Surreal-Absurd Sampler Glen Armstrong

“I’ve been writing requiems for people I admire lately, some of them fictional, some of them still alive. These folks may have ended up on gum wrappers or Mr. Cobain’s t-shirt or Mr. Zapruder’s movie. They usually share a unique talent that still can’t compensate for a unique and profound sadness. These are a few of those requiems.” - Glen Armstrong



Requiem for Bazooka Joe 


I never said there were gates in the sky.

            The wild canaries just appeared.

            Those were days I never wanted back.

            I intended them as a gift.

            I took off my jacket.

The goats that my neighbors tended,

            as alive in the inch as they were 

            in the mile, ate flowers

            under the train tracks.

The older boys in my gang

            never used the word “love” 

            without a hyphen:

            They’d be off playing their “love-trumpets”

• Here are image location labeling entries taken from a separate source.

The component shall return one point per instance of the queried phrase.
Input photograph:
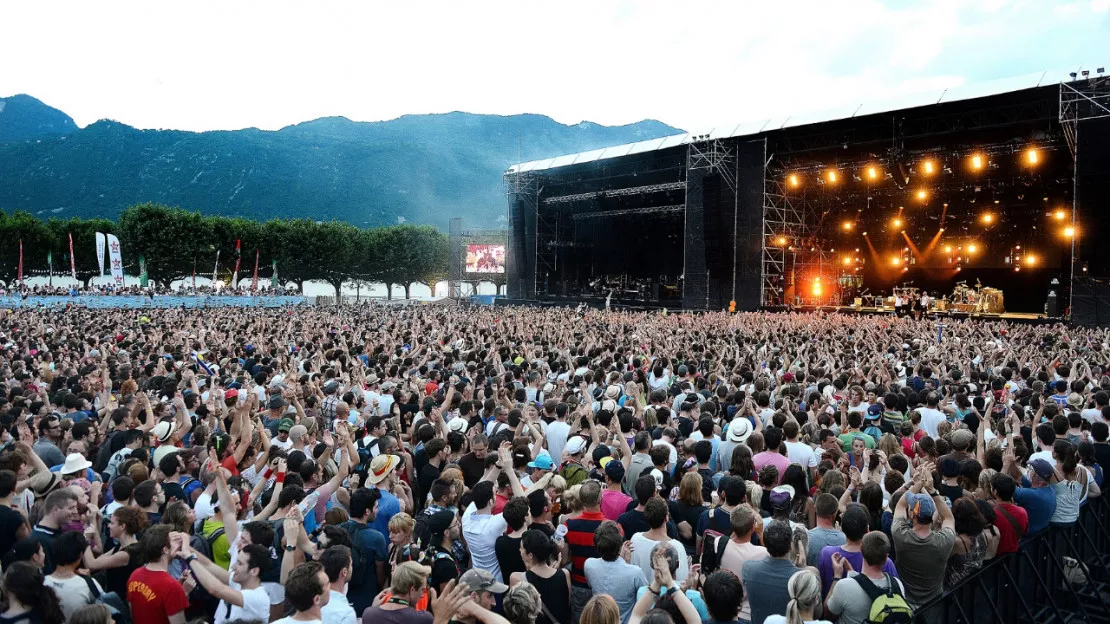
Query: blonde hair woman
(805, 590)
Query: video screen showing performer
(485, 259)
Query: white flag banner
(117, 260)
(100, 251)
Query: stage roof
(954, 93)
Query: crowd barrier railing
(1057, 575)
(157, 301)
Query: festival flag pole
(254, 282)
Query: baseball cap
(543, 461)
(482, 581)
(1042, 469)
(949, 468)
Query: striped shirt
(579, 537)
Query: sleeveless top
(555, 594)
(961, 566)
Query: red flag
(234, 277)
(72, 261)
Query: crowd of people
(439, 463)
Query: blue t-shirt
(373, 547)
(387, 506)
(1038, 502)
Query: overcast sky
(230, 64)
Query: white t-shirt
(930, 419)
(337, 610)
(556, 439)
(801, 454)
(255, 606)
(482, 532)
(72, 593)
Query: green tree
(37, 240)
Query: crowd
(436, 464)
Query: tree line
(177, 243)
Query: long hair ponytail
(24, 581)
(805, 591)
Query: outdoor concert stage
(974, 194)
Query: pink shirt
(614, 503)
(770, 458)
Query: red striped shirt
(579, 537)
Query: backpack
(888, 606)
(118, 606)
(359, 563)
(709, 532)
(710, 557)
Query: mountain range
(417, 169)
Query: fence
(137, 301)
(1030, 584)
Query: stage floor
(932, 314)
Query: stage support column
(695, 280)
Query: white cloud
(208, 64)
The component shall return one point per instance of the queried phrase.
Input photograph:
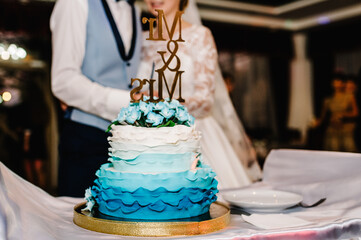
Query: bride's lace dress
(198, 56)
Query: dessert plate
(259, 200)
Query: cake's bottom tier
(154, 196)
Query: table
(27, 212)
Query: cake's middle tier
(146, 150)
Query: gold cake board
(220, 218)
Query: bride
(198, 56)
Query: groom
(96, 51)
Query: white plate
(262, 200)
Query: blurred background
(279, 59)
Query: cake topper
(172, 47)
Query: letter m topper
(172, 50)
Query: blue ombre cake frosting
(155, 168)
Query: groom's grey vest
(102, 62)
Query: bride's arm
(205, 62)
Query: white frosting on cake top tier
(154, 136)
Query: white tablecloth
(27, 212)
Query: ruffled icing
(153, 136)
(172, 181)
(154, 196)
(154, 162)
(125, 150)
(157, 204)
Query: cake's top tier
(151, 115)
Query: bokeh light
(6, 96)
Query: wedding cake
(155, 168)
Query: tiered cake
(155, 169)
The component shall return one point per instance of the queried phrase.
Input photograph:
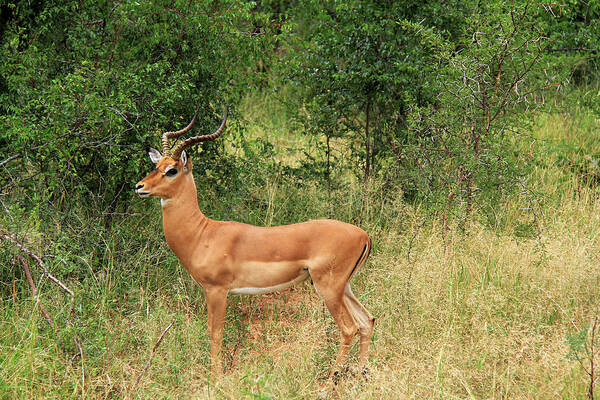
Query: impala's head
(171, 170)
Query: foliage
(86, 87)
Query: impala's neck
(183, 222)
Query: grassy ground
(480, 314)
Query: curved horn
(169, 135)
(196, 139)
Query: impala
(231, 257)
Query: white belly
(261, 290)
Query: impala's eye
(171, 172)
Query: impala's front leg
(216, 301)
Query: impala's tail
(363, 257)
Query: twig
(9, 159)
(139, 377)
(5, 235)
(34, 290)
(80, 354)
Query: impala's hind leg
(334, 298)
(365, 321)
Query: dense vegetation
(462, 136)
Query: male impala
(231, 257)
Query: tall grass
(480, 313)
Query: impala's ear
(154, 155)
(186, 162)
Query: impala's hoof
(336, 377)
(365, 372)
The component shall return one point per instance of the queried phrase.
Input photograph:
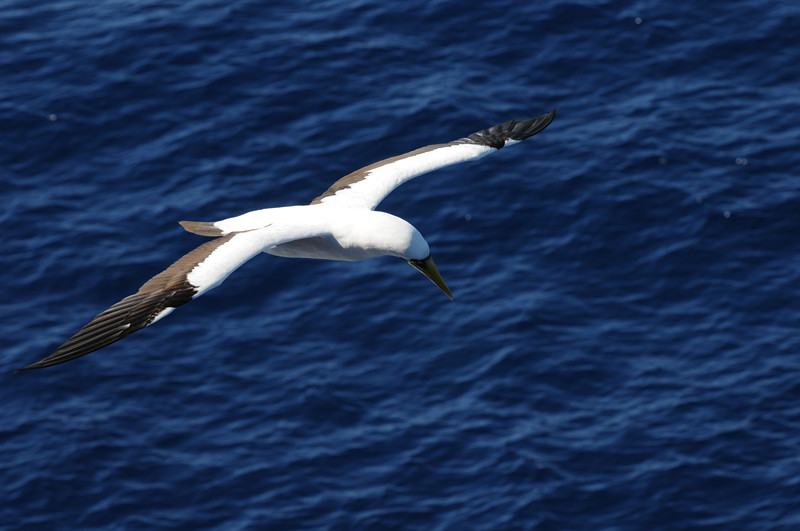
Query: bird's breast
(321, 248)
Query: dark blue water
(623, 351)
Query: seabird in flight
(341, 224)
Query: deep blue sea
(623, 350)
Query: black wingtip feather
(498, 135)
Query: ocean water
(623, 350)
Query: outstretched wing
(368, 186)
(192, 275)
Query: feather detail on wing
(367, 186)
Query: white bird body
(341, 224)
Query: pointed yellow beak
(428, 268)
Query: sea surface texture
(623, 350)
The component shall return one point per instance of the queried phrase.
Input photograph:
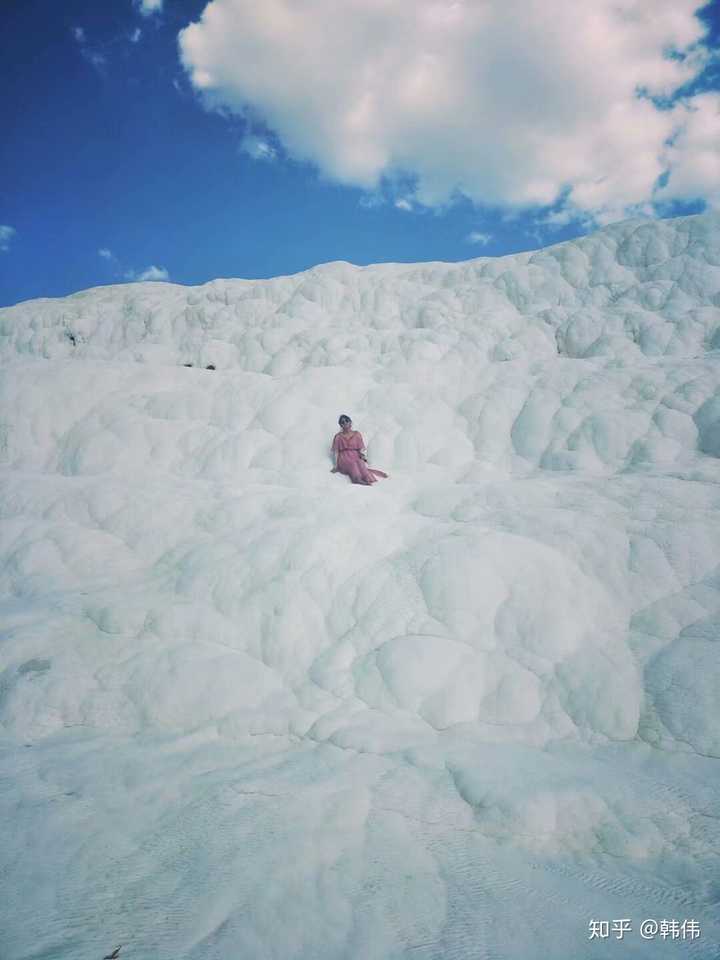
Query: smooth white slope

            or collecting “love-fuzz.”

I never took much stock in their stories

            until one night,

            drunk on Tickle Pink,

            Mort perfectly described

            diced love-onions 

            stewing in chicken broth.

Occasionally, not often, those boys

            were right on the money.


Requiem for John F. Kennedy

It’s not a rendezvous or birthday

if I don’t get caught


licking my fingers.

Or maybe it is.


We attempt to deliver the requested 

burgers and fries


to the domed structure

where the astronomer works,


but we cannot find the door.

There are no ugly men,


only ugly thoughts  

and unquestioned context.


So you see, a harsh musk hangs 

in the capital’s air for decades,


and maybe the Johnson

administration failed to take


the ancient Hittite spell

to exorcize the Pentagon


as seriously as it should have. 

Maybe this astronomer 


has the telescope focused 

on something other than the moon.



Requiem for Daniel Johnston

The mind, as well, wants

what the mind wants,


distraction for example

or rest.


Testing.

Testing. Is this thing


(on?)

High culture and cholesterol 


team up just

as surely as Doctor Doom


and the Red Skull

combine 


their forces 

to find that airplane key,


the one

that will unlock 


a ghostly dimension.

All they manage


to steal is a photograph

of George Harrison


dressed as a rabbit.

In the end


true love uncaps

a felt-tip pen


and can’t help

but lovingly recreate 


that picture of George.



Glen Armstrong holds an MFA in English from the University of Massachusetts, Amherst and edits a poetry journal called Cruel Garters. He has three current books of poems: Invisible Histories, The New Vaudeville,and Midsummer. His work has appeared in BlazeVOX, Conduit, and Otoliths.